The last time Rodgers saw him fully awake was a few days later, when hospital officials decided to place her son on a respirator and sedate him with drugs.
“He was out of it but still with us then,” Rodgers said. “He would frown when the doctors worked on him. So he had some responses.”
However, Justin’s lungs kept collapsing, prompting hospital doctors by April 25 to place him on an ECMO machine to help rest his lungs and heart. Doctors at that point also put him into an induced coma, Rodgers said.
“At that point there was no response from Justin,” Rodgers said. “Still, I talked to him and rubbed his sore spots to let him know we were there.”
By Mother’s Day, Justin was leaking too much blood, prompting doctors to decide to remove him from the ECMO, a move they said was risky if his lungs were not healed enough.

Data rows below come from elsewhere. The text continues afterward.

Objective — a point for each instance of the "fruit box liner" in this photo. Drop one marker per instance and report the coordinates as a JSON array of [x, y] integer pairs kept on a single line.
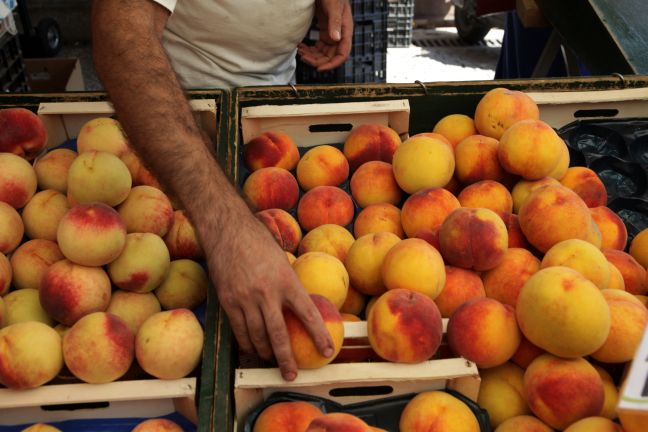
[[383, 413]]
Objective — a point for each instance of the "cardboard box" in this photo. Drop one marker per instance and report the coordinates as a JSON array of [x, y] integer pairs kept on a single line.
[[54, 75]]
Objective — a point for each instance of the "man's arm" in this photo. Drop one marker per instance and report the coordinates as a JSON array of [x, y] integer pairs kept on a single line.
[[252, 275]]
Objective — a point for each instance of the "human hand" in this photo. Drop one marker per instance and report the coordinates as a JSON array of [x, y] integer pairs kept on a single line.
[[336, 32]]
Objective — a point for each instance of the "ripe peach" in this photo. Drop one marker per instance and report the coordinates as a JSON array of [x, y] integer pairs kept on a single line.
[[504, 282], [473, 238], [70, 291], [423, 162], [99, 348], [17, 180], [306, 353], [328, 238], [98, 177], [169, 344], [427, 209], [30, 355], [322, 166], [404, 326], [562, 391], [414, 265], [369, 142], [52, 169], [271, 149]]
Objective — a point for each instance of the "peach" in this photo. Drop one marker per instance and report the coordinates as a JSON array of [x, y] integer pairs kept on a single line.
[[614, 234], [42, 214], [364, 261], [404, 326], [25, 364], [70, 291], [474, 239], [634, 275], [52, 169], [283, 227], [414, 265], [423, 162], [12, 228], [102, 134], [23, 132], [146, 210], [325, 205], [552, 214], [427, 209], [133, 308], [369, 142], [328, 238], [306, 354], [377, 218], [323, 274], [185, 286], [169, 344], [322, 165], [91, 234], [487, 194], [99, 348], [374, 183], [476, 159], [562, 391], [504, 282], [31, 260], [437, 411], [271, 149], [286, 417], [530, 149], [582, 257], [98, 177], [484, 331], [17, 180], [182, 240], [501, 393], [562, 312], [455, 128]]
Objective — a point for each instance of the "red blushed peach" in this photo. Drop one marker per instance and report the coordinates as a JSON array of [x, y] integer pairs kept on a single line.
[[306, 353], [484, 331], [370, 142], [427, 209], [500, 108], [476, 159], [378, 218], [286, 417], [322, 166], [99, 348], [91, 234], [404, 326], [374, 183], [324, 205], [70, 291], [562, 391], [461, 285], [474, 239], [284, 228], [23, 133], [271, 149], [587, 185], [634, 275], [487, 194], [31, 260], [17, 180], [271, 188], [52, 169]]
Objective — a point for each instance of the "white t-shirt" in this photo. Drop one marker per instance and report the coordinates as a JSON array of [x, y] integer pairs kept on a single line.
[[228, 43]]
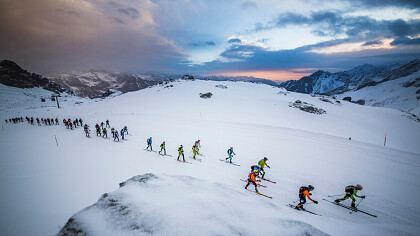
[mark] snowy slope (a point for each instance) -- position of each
(55, 182)
(394, 94)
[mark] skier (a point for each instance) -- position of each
(162, 148)
(351, 192)
(257, 168)
(230, 153)
(116, 136)
(262, 163)
(98, 130)
(104, 133)
(149, 144)
(181, 152)
(113, 132)
(195, 151)
(252, 180)
(303, 193)
(87, 130)
(197, 143)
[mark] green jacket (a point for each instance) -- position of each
(351, 189)
(262, 163)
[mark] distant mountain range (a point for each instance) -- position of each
(326, 83)
(14, 76)
(395, 86)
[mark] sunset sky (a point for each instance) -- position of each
(271, 39)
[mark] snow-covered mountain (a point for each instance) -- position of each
(99, 83)
(392, 86)
(13, 75)
(55, 179)
(239, 78)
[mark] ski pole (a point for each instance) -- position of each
(359, 203)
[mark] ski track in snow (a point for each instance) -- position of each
(44, 185)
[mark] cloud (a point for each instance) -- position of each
(234, 40)
(374, 42)
(327, 23)
(203, 44)
(410, 4)
(130, 12)
(406, 41)
(47, 36)
(249, 5)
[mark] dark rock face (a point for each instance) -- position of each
(325, 83)
(306, 107)
(119, 213)
(13, 75)
(206, 95)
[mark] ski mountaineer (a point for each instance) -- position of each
(198, 145)
(87, 130)
(116, 136)
(257, 168)
(230, 153)
(104, 133)
(351, 192)
(262, 163)
(162, 148)
(303, 193)
(252, 180)
(149, 144)
(181, 152)
(195, 151)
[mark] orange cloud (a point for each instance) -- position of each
(275, 75)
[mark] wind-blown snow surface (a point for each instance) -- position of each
(44, 185)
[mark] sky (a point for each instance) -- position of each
(272, 39)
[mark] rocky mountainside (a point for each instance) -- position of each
(326, 83)
(99, 83)
(13, 75)
(239, 78)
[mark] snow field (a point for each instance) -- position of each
(41, 179)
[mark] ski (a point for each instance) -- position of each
(183, 161)
(259, 194)
(197, 159)
(269, 180)
(259, 185)
(302, 209)
(165, 155)
(232, 163)
(350, 208)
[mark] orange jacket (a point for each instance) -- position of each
(251, 176)
(306, 193)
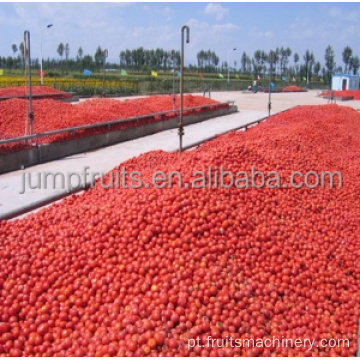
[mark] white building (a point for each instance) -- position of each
(341, 82)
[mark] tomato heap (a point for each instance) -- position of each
(136, 272)
(53, 115)
(21, 91)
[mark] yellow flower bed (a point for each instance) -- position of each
(59, 83)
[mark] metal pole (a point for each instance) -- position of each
(181, 124)
(229, 67)
(41, 77)
(173, 60)
(269, 104)
(41, 74)
(105, 55)
(28, 66)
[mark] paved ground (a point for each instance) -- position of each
(251, 107)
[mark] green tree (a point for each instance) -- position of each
(317, 68)
(67, 53)
(80, 53)
(355, 64)
(296, 60)
(284, 59)
(60, 50)
(243, 62)
(14, 49)
(22, 53)
(347, 54)
(330, 64)
(309, 61)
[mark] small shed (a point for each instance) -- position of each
(341, 82)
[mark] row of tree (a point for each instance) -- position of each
(141, 59)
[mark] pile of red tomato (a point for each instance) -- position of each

“Once they took him off the ECMO, Justin’s face was getting gray,” Rodgers said. “He was holding his own for a few hours, but then he starting going downhill.”
Justin died early the next morning following Mother’s Day with his immediate family, including three older siblings, by his side, Rodgers said.
“He was our baby,” Rodgers said. “I think the hospital tried to keep him going so he did not die on Mother’s Day.”
The tragedy is not the first for the Rodgers family. They also lost a 4-year-old child in a horseback riding accident and had a stillborn child many years ago, Rodgers said.
“I thought God could not possibly do this to us again,” Rodgers said. “I asked why again, why us. But there is no answer. Here we are walking on egg shells again.”
Rodgers said she was at least thankful that Justin’s funeral was so big that people were standing outside, a huge tribute to his life. She also hopes to honor his life with a campaign to help spread awareness about Lemierre’s Syndrome, which she said often hits people between the ages of 14 and 25. It is not spread by kissing but instead lives in the body, she said. Her goal is to make people, including doctors, more aware of its symptoms so they are not mistaken for strep throat.
“I do not want Justin to have died in vain,” Rodgers said. “This is one bad bacteria. It is very serious. People should not treat it lightly.”